# I drove the only "Audi TT RS" in the country on Tuesday...



## Frank Rizzo (Aug 2, 2003)

Mang!

I would like to own one of those....
I wish they sold it here....It's hard enough finding a regular TTS !

:thumbup:


----------



## MikeCoupe (Oct 11, 2007)

:beerchug: I'm quite envious, Mike! But I look forward to your write-ups. Thanks for sharing!


----------



## Justin T (Oct 10, 2006)

Frank Rizzo said:


> Mang!
> 
> I would like to own one of those....
> I wish they sold it here....It's hard enough finding a regular TTS !
> ...


LOL - you should have mentioned you were looking for one...back at the end of last year, the dealer near us had two and they were both listed at invoice.


----------



## wag-zhp (Apr 8, 2004)

Excellent write up. Sounds like you had another fun day at the "office". :thumbup:


----------



## mtbscott (Jul 16, 2003)

I would buy a TT-RS in a heartbeat. I had two Gen I TT's and have considered a Gen II a couple of times but the scarcity of manuals in their best versions put me off. Your article is the first positive hint that AudiUSA might actually bring the car over, hope so.


----------



## Frank Rizzo (Aug 2, 2003)

Justin T said:


> LOL - you should have mentioned you were looking for one...back at the end of last year, the dealer near us had two and they were both listed at invoice.

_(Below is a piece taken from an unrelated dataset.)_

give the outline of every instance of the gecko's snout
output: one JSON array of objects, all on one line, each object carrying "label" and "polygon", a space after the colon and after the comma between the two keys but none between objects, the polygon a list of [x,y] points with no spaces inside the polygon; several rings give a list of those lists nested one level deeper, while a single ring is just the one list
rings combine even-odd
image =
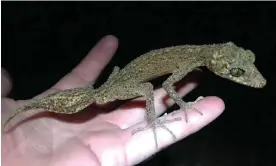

The TTRS is a non USA car right now.

The TT is getting another refresh soon IIRC, so they are getting pretty scarce as well.

..


----------



## Jever (Apr 16, 2003)

Emission said:


> And I don't take it for granted. I'd share it all with your guys, if I could. :thumbup:
> 
> Let me know if you have any questions about the car. I only cover so much in the story.
> 
> - Mike


 I couldn't care less about the cars...how do I end up with a job like yours?!?!???!!!?


----------



## 'Cane (Jun 16, 2003)

Nice read, again. Thanks Mike.


----------